Como é que, então, se aceita essa prova para os tais 15 crimes de pornografia que o Mmº JIC a quo tem como indiciados e se ignora as restantes centenas de milhares de ficheiros que dessa prova também consta?
Assim, por considerar que o facto vertido em 23 não pode ser isolado dos restantes factos, sendo que se me afigura que há elementos suficientes no referido facto vertido em 23 para que o arguido pudesse desenvolver uma defesa adequada, eu teria julgado o recurso interposto pelo Digno Mº Pº procedente.

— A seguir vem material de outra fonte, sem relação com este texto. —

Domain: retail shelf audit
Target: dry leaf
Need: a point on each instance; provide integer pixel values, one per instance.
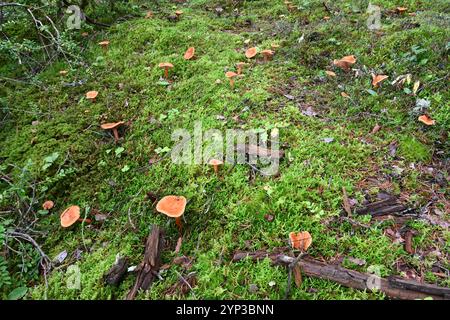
(345, 63)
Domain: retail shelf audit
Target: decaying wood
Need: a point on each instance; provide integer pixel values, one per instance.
(256, 151)
(382, 207)
(148, 269)
(115, 275)
(392, 287)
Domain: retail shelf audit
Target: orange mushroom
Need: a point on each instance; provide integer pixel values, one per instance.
(377, 79)
(47, 205)
(240, 66)
(267, 54)
(251, 52)
(216, 163)
(345, 63)
(173, 207)
(231, 75)
(70, 216)
(300, 240)
(166, 66)
(426, 120)
(113, 126)
(104, 44)
(92, 95)
(189, 53)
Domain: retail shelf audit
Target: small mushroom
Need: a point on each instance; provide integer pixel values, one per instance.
(104, 44)
(346, 62)
(300, 240)
(267, 54)
(70, 216)
(426, 120)
(47, 205)
(173, 207)
(92, 95)
(231, 75)
(189, 53)
(377, 79)
(240, 66)
(251, 52)
(216, 163)
(166, 66)
(113, 126)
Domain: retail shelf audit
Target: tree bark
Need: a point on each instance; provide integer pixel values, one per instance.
(393, 287)
(148, 269)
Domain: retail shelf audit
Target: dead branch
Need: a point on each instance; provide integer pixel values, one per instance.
(393, 287)
(148, 269)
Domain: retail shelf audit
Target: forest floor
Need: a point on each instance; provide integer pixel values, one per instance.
(337, 131)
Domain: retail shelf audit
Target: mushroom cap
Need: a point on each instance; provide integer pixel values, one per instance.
(267, 52)
(165, 65)
(426, 120)
(300, 240)
(47, 205)
(189, 53)
(108, 126)
(230, 74)
(172, 206)
(251, 52)
(70, 216)
(215, 162)
(91, 94)
(376, 79)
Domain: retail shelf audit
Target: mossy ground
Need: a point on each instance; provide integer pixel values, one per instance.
(225, 215)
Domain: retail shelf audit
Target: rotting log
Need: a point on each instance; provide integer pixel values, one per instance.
(393, 287)
(148, 269)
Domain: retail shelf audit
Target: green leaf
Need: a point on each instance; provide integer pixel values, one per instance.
(18, 293)
(119, 150)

Florbela Sebastião e Silva
[1] Diploma ao qual pertencem todas as disposições legais a seguir citadas, sem menção da respectiva origem. [2] Cfr. fls. 3/17. [3] Todas as transcrições a seguir efectuadas estão em conformidade com o texto original, ressalvando-se a correcção de erros ou lapsos de escrita manifestos, da formatação do texto e da ortografia utilizada, da responsabilidade do relator. [4] Cfr., neste sentido, Germano Marques da Silva, in “Direito Processual Penal Português - Do Procedimento (Marcha do Processo) ”, Vol. 3, Universidade Católica Editora, 2015, pág. 334 e sgts., e o Acórdão de fixação de jurisprudência do S.T.J. nº 7/95 de 19/10/1995, publicado no DR, Série I-A, de 28/12/1995, em interpretação que ainda hoje mantém actualidade. [5] Neste sentido decidiu este TRG no acórdão de 13/06/2016, proferido no âmbito do Proc. nº 18/14.6T9MNC..G1, disponível inhttps://jurisprudencia.csm.org.pt/ecli/ECLI:PT:TRG:2016:18.14.6T9MNC.G1.52/, no qual se afirma:
“Ao contrário do que acontece com outras peças processuais, a lei não permite que a narração dos factos da acusação seja feita por mera remissão para outras peças ou documentos do processo (cfr. arts. 313 nº 1 al. a) e art. 307 nº 1 do CPP).”.
(...)
“Os arguidos defendem-se duma acusação e não do “processo”. Não deve ser confundida a exigência de alegação de todos os factos essenciais à condenação com a prova dos mesmos. A circunstância de determinado facto poder ser provado por documento junto aos autos não dispensa a sua alegação.”